Uno come George W. Bush avrebbe convocato più volte il paese in tv, spiegato l'obbligo morale dell'intervento e agito unilateralmente, attirandosi le accuse di arroganza imperiale. Bill Clinton sarebbe stato più suadente, avrebbe simulato un grande interesse per le liturgie della comunità internazionale e agli americani avrebbe trasmesso empaticamente la sofferenza delle vittime libiche, ma alla fine sarebbe intervenuto unilateralmente anche senza l'Onu, come fece in Kosovo.
Il modello Obama è diverso, più sfuggente. In Afghanistan ha triplicato il numero dei soldati rispetto a Bush, ma ha vinto ugualmente il Nobel per la Pace. Nel 2010 ha bombardato 117 volte in territorio pakistano (815 le vittime accertate). Quest'anno siamo già a 19 attacchi e a 104 morti. La Casa Bianca però non ne parla.
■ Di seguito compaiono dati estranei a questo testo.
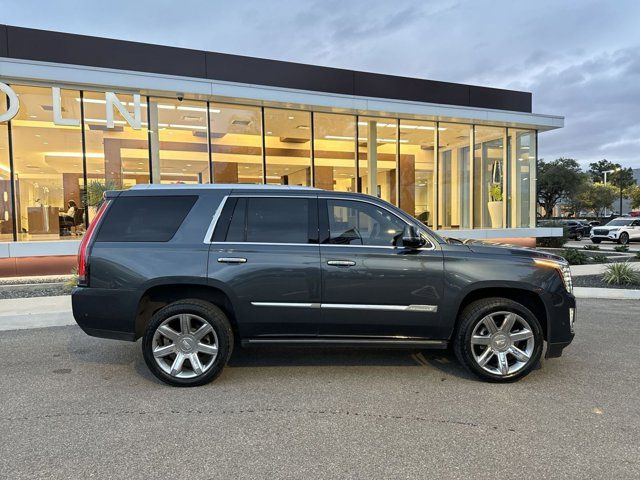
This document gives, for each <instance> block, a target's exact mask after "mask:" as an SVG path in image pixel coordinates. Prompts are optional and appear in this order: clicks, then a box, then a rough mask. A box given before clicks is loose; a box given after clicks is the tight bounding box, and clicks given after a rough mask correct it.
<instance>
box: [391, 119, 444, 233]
mask: <svg viewBox="0 0 640 480" xmlns="http://www.w3.org/2000/svg"><path fill="white" fill-rule="evenodd" d="M400 138H401V139H402V140H406V142H401V143H400V158H399V159H398V167H399V168H398V171H399V175H400V178H399V182H398V186H399V189H400V195H399V197H400V198H399V200H400V203H399V206H400V208H402V209H403V210H404V211H405V212H407V213H409V214H411V215H413V216H415V217H416V218H417V219H418V220H420V221H421V222H422V223H424V224H426V225H429V226H432V225H433V217H434V215H433V213H434V211H433V200H434V196H433V192H434V184H433V165H434V162H433V159H434V151H433V149H434V145H435V138H436V124H435V122H421V121H417V120H400Z"/></svg>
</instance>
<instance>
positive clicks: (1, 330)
mask: <svg viewBox="0 0 640 480" xmlns="http://www.w3.org/2000/svg"><path fill="white" fill-rule="evenodd" d="M75 323H76V322H75V320H74V319H73V314H72V313H71V296H70V295H61V296H57V297H31V298H12V299H5V300H0V331H3V330H22V329H25V328H42V327H60V326H64V325H75Z"/></svg>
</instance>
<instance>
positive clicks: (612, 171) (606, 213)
mask: <svg viewBox="0 0 640 480" xmlns="http://www.w3.org/2000/svg"><path fill="white" fill-rule="evenodd" d="M618 170H620V169H619V168H616V169H614V170H605V171H604V172H602V173H604V184H605V185H606V184H607V173H613V172H617V171H618ZM604 216H605V217H606V216H607V207H604Z"/></svg>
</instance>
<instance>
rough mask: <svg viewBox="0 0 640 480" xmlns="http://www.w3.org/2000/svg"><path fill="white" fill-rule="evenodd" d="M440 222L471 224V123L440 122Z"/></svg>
mask: <svg viewBox="0 0 640 480" xmlns="http://www.w3.org/2000/svg"><path fill="white" fill-rule="evenodd" d="M438 125H439V127H438V128H439V131H438V132H439V136H438V147H439V159H438V182H439V188H438V192H439V193H438V197H439V201H438V226H439V227H441V228H450V229H459V228H470V227H471V199H470V192H471V171H470V165H471V163H470V158H469V151H470V142H471V129H472V128H473V127H472V126H471V125H464V124H456V123H439V124H438Z"/></svg>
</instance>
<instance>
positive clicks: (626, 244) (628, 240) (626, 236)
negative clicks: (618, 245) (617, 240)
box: [618, 232, 629, 245]
mask: <svg viewBox="0 0 640 480" xmlns="http://www.w3.org/2000/svg"><path fill="white" fill-rule="evenodd" d="M618 243H619V244H620V245H629V234H628V233H627V232H622V233H621V234H620V238H618Z"/></svg>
Ufficialmente quei bombardamenti con i droni non esistono. Caso chiuso.
In origine Obama non aveva alcuna intenzione di intervenire. Sono stati gli eventi, l'emergenza umanitaria e la pressione internazionale a costringerlo. Obama non crede che la Libia sia strategica per gli interessi nazionali statunitensi. Non vuole impelagarsi in un'altra guerra con il quarto paese islamico in nove anni. Non è nemmeno certo di avere le risorse necessarie ad aprire un altro fronte.
Spinto da alcuni suoi collaboratori interventisti, come la Pulitzer Samantha Power che ha studiato la tragedia balcanica e come prevenire i genocidi, il presidente ha però colto l'occasione per riallineare gli interessi ai valori americani. «Gheddafi se ne deve andare», ha detto. Per alcune settimane è sembrato immobile, ma cercava il consenso. Ora tutto è pronto, anche se il ritardo costerà caro.
Il regime libico ha cambiato tono. Il cessate il fuoco è perlomeno ambiguo, ma c'è la sensazione che la voce grossa dell'Onu possa convincere Gheddafi a lasciare. Ai tempi di Saddam, l'Onu si è tirata indietro. Al Consiglio di Sicurezza, del resto, c'era un uomo di Chirac, non di Sarkozy. Nel 2003 Saddam si era convinto che l'opposizione della Francia, il no della Germania e la mobilitazione pacifista occidentale avrebbero fermato Bush, Blair e gli altri paesi della coalizione dei volenterosi. Ora Gheddafi non è più in grado di fare quella scommessa.
Obama spera che il Colonnello lasci o che la parte più ragionevole del regime lo tolga di torno. Ma la speranza non è una strategia. Quando i caccia si alzano in volo e le navi lanciano i missili l'esito non è mai scontato. Il capolavoro politico di Obama sarà sottoposto a un test più difficile. Ma il precedente iracheno dimostra che la sfida vera si apre dopo la caduta del regime. Saranno pronti, questa volta, i piani per il dopo Gheddafi, per la stabilizzazione e per la ricostruzione della Libia?